Copy-on-write with Deducing this

on under c++
11 minute read

One of the new language features for C++23 is Deducing this, which is a feature I co-authored with Gašper Ažman, Sy Brand, and Ben Deane. The interesting history there is that Sy and I were working on solving one problem (deduplication of all the const and ref-qualifier overloads) and Gašper and Ben were working on another (forwarding lambdas) and it just so happened that Jonathan Wakely pointed out that we were converging on a similar solution.

In short, the facility allows you to declare an explicit object parameter (whereas C++ has always let you have an implicit object parameter, that this points to), which is annotated with the keyword this. And… that’s basically the whole feature - this new function parameter behaves the same as any other kind of function parameter, and all the other rules basically follow from that. Ben gave a whole talk on this at CppCon 2021, and Timur Doumler used this feature as one of the four he talked about in this keynote at CppCon 2022 on how C++23 will change how we write code (I’ll post the link when it becomes available).
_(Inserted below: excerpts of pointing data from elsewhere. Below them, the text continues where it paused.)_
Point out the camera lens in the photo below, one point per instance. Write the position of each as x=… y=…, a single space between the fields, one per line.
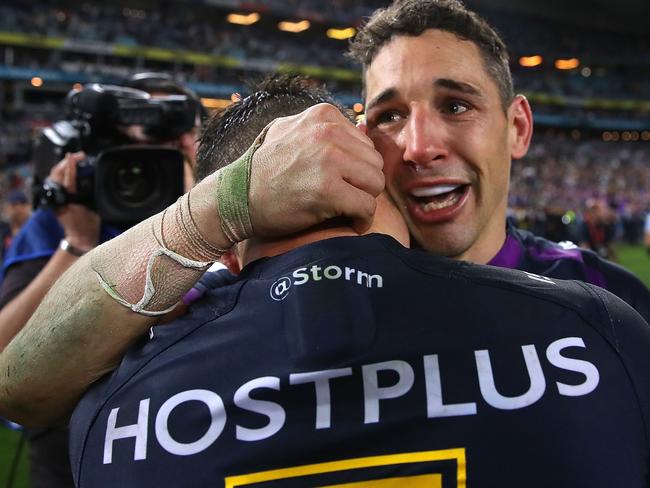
x=134 y=183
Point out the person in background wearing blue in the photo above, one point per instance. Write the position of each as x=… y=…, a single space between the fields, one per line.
x=49 y=243
x=16 y=212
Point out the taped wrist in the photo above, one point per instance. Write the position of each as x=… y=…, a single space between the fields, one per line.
x=150 y=267
x=232 y=187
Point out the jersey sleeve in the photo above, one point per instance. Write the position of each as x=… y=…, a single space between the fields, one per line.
x=631 y=334
x=626 y=286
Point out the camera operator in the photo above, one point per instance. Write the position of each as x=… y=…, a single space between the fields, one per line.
x=54 y=238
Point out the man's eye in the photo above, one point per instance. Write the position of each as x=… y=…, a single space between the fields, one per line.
x=457 y=108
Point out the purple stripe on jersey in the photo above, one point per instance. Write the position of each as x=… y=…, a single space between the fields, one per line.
x=509 y=255
x=592 y=275
x=192 y=296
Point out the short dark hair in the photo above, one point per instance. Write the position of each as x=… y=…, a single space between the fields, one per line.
x=413 y=17
x=229 y=133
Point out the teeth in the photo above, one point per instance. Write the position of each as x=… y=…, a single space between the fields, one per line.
x=449 y=201
x=433 y=191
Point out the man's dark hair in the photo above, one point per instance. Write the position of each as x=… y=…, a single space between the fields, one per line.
x=228 y=134
x=413 y=17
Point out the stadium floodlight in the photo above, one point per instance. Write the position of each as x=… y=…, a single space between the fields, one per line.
x=571 y=63
x=243 y=19
x=294 y=27
x=530 y=61
x=341 y=34
x=215 y=103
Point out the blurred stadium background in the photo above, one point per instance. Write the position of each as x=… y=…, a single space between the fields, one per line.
x=584 y=64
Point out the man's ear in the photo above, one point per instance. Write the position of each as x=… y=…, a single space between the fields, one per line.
x=231 y=261
x=520 y=119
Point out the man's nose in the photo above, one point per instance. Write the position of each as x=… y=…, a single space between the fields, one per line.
x=424 y=137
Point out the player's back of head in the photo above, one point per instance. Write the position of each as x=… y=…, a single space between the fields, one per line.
x=229 y=133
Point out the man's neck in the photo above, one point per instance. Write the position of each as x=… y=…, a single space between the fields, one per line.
x=256 y=248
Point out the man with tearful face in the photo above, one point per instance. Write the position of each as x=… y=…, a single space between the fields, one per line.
x=333 y=359
x=442 y=112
What makes me most excited about this language feature is that the design we ended up with is a fairly simple one that nevertheless solves a variety of completely unrelated problems. Indeed, a lot of the use-cases we’re aware of were not use-cases that we explicitly set out to solve - they’re just ones that we discovered along the way. Recursive lambdas? Discovered. A better approach to CRTP and builder interfaces? Discovered. Who knows how many other interesting things people will come up with built on this one simple feature.

So I thought I’d write a new post about a use-case for deducing this that I just thought of last week: implementing copy-on-write.

§ Copy-on-Write

Copy-on-Write (or, COW, because people love their acronyms) is a strategy to make copies cheaper by deferring actually making the copy until you actually need one. Basically, if you’re not going to mutate your value, you can’t really tell if the value you have to distinct or not, so copy-on-write is an approach to allow for greater use of value semantics. The nice thing is that “copies” become cheaper (O(1) really) and you don’t have to use references as much. The downside is that you can have surprising and unpredictable performance costs when that copy actually occurs. Plus, everything kinds of needs to go on the heap.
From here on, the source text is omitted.